南井大介『小さな魔女と空飛ぶ狐』(電撃文庫)

 つくづく、飛びモノとマッドサイエンティスト/エンジニアが好きな作者やねぇ。そして、「その世界の一般的技術水準に比して高度に発達しすぎて魔法にしか見えない科学技術」も好きそうだし、もっと好きそうなのが「才能ある奴が調子こいていい気になったところでどん底にたたき落とす」ことっぽい。

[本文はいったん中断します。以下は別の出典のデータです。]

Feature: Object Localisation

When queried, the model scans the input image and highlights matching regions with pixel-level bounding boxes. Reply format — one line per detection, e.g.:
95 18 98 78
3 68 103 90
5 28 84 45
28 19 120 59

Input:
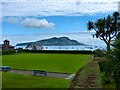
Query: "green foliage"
2 53 91 73
98 60 114 85
94 49 106 57
71 61 102 88
2 50 16 55
113 33 120 89
87 12 119 53
2 72 70 90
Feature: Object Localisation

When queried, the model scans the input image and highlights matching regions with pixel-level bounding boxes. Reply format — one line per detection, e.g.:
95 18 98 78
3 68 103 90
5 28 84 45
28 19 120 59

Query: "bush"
94 49 106 57
2 50 16 55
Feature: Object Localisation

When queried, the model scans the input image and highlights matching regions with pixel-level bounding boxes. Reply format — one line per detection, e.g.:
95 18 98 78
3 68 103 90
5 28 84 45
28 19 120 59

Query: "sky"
0 0 119 46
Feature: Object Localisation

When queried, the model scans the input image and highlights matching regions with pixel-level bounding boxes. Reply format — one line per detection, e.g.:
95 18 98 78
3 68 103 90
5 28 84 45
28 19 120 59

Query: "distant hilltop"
16 37 85 46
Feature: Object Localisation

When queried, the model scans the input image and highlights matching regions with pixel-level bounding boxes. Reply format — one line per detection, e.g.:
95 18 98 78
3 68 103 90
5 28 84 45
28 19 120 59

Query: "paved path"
10 69 74 79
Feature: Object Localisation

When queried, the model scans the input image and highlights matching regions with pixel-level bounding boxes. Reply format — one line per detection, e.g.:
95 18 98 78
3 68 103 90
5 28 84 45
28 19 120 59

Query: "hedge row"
24 50 93 54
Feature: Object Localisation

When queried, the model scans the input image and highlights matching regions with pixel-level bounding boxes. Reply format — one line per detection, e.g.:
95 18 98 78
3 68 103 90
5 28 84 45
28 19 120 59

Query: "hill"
16 37 85 46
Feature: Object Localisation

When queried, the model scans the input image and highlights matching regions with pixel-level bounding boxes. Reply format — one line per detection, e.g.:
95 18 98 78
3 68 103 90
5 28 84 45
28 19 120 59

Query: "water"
15 45 105 51
43 46 102 51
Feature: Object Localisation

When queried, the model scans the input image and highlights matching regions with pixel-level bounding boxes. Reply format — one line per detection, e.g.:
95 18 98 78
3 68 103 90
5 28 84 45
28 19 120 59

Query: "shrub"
94 49 106 57
2 50 16 55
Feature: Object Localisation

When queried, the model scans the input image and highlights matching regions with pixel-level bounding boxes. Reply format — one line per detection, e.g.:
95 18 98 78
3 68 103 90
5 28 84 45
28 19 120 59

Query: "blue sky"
0 0 118 45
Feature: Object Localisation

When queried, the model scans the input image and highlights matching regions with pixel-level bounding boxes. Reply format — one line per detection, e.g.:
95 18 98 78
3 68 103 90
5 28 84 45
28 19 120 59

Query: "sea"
15 45 105 51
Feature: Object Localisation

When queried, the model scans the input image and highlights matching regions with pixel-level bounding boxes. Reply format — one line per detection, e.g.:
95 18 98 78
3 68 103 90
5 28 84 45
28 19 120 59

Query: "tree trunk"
107 42 110 54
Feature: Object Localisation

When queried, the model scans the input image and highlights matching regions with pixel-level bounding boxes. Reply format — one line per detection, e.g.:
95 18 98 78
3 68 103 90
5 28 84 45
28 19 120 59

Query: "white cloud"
3 17 22 23
1 32 105 46
2 0 119 16
21 18 55 29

「貴様が人並みの倫理を持ち合わせていたとは驚きだな。だが、貴様は一つ忘れている」
薄笑いを唇の端が耳元まで届きそうな狂笑に変え、
「私は狂っているんだよ。お前達が狂わせたんだ」

なんともイヤなお話の展開で、いいぞもっとやれと言わざるを得ない。そこはさすがにレーベルがレーベルだけに、一応はラブコメチックな雰囲気をまといつつ主人公サイドの勝利と言おうと思えば言えなくもない気もしないではない結末に落ち着きはするんだけど、どう考えても世界は更に泥沼になりました、というエンディングだよな、これ。「過剰報復により敵対者を威圧して平和を保つ」が国是の国vs「大量破壊兵器の先制使用で他者の戦意を奪う」味を知った国、さて最終戦争が勃発する前に「白い魔女」は創世記機械を建造できるか!?